Example: A CSV file with headers "Name," "Age," and "Occupation" might include data like "Hong Gil-dong, 30, Developer."
Related Keywords: Data Format, File Handling, Data Exchange
JSON
Definition: JSON (JavaScript Object Notation) is a lightweight data exchange format that uses human-readable text to represent data objects. It is widely used for data communication between systems.
Example: {"Name": "Hong Gil-dong", "Age": 30, "Occupation": "Developer"} is an example of JSON data.
Related Keywords: Data Exchange, Web Development, API
Transformer
Definition: A Transformer is a type of deep learning model used in natural language processing for tasks like translation, summarization, and text generation. It is based on the Attention mechanism.
Example: Google Translate uses Transformer models to perform translations between various languages.
Related Keywords: Deep Learning, Natural Language Processing (NLP), Attention
HuggingFace
Definition: HuggingFace is a library offering a variety of pre-trained models and tools for natural language processing, enabling researchers and developers to easily perform NLP tasks.
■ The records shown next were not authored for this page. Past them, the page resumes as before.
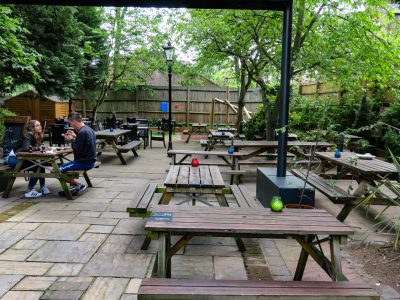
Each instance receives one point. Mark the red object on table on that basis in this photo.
(195, 162)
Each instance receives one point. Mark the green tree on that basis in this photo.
(345, 41)
(133, 50)
(18, 62)
(55, 33)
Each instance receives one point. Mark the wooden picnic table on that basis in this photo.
(47, 160)
(229, 159)
(366, 172)
(227, 129)
(197, 128)
(111, 138)
(303, 225)
(192, 181)
(217, 136)
(258, 147)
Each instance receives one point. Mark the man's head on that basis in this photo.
(75, 120)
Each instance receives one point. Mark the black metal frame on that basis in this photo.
(286, 6)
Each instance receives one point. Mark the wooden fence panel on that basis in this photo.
(189, 104)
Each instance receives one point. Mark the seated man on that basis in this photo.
(83, 143)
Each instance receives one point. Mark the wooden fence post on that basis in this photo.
(187, 106)
(212, 113)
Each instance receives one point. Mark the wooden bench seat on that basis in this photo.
(204, 143)
(235, 174)
(4, 168)
(142, 202)
(334, 193)
(243, 197)
(129, 146)
(158, 288)
(75, 174)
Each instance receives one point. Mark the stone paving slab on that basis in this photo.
(212, 250)
(26, 226)
(16, 254)
(22, 295)
(51, 216)
(116, 214)
(90, 214)
(33, 283)
(58, 232)
(7, 282)
(230, 268)
(10, 237)
(100, 229)
(117, 265)
(6, 226)
(62, 295)
(28, 244)
(65, 269)
(80, 283)
(65, 251)
(117, 256)
(94, 221)
(93, 237)
(186, 267)
(106, 288)
(130, 226)
(116, 244)
(133, 286)
(98, 193)
(86, 206)
(24, 268)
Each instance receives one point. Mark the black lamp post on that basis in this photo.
(169, 55)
Example: HuggingFace's Transformers library can be used for tasks such as sentiment analysis and text generation.
Related Keywords: Natural Language Processing (NLP), Deep Learning, Library
Digital Transformation
Definition: Digital transformation is the process of leveraging technology to innovate and enhance a company’s services, culture, and operations. It focuses on improving business models and increasing competitiveness through digital technologies.
Example: A company adopting cloud computing to revolutionize data storage and processing is an example of digital transformation.
Related Keywords: Innovation, Technology, Business Model
Crawling
Definition: Crawling is the process of automatically visiting web pages to collect data. It is commonly used for search engine optimization and data analysis.
Example: Google’s search engine crawls websites on the internet to collect and index content.
Related Keywords: Data Collection, Web Scraping, Search Engine
Word2Vec
Definition: Word2Vec is a natural language processing technique that maps words to a vector space, representing semantic relationships between words. It generates vectors based on the contextual similarity of words.
Example: In a Word2Vec model, "king" and "queen" are represented as vectors that are close to each other in the vector space.
Related Keywords: Natural Language Processing (NLP), Embedding, Semantic Similarity
LLM (Large Language Model)
Definition: LLM refers to large-scale language models trained on extensive text datasets. These models are used for a variety of natural language understanding and generation tasks.
Example: OpenAI’s GPT series is a prominent example of large language models.
Related Keywords: Natural Language Processing (NLP), Deep Learning, Text Generation
FAISS (Facebook AI Similarity Search)
Definition: FAISS is a high-speed similarity search library developed by Facebook, designed to efficiently search for similar vectors in large vector datasets.
Example: FAISS can be used to quickly find similar images among millions of image vectors.
Related Keywords: Vector Search, Machine Learning, Database Optimization
Open Source
Definition: Open source refers to software whose source code is openly available for anyone to use, modify, and distribute freely. It plays a significant role in fostering collaboration and innovation.
Example: The Linux operating system is a notable open-source project.
Related Keywords: Software Development, Community, Technical Collaboration
Structured Data
Definition: Structured data is data that is organized according to a predefined format or schema, making it easy to search and analyze in systems like databases and spreadsheets.
Example: A customer information table stored in a relational database is an example of structured data.
Related Keywords: Database, Data Analysis, Data Modeling
Parser
Definition: A parser is a tool that analyzes input data (e.g., strings, files) and converts it into a structured format. It is commonly used in syntax analysis for programming languages or processing file data.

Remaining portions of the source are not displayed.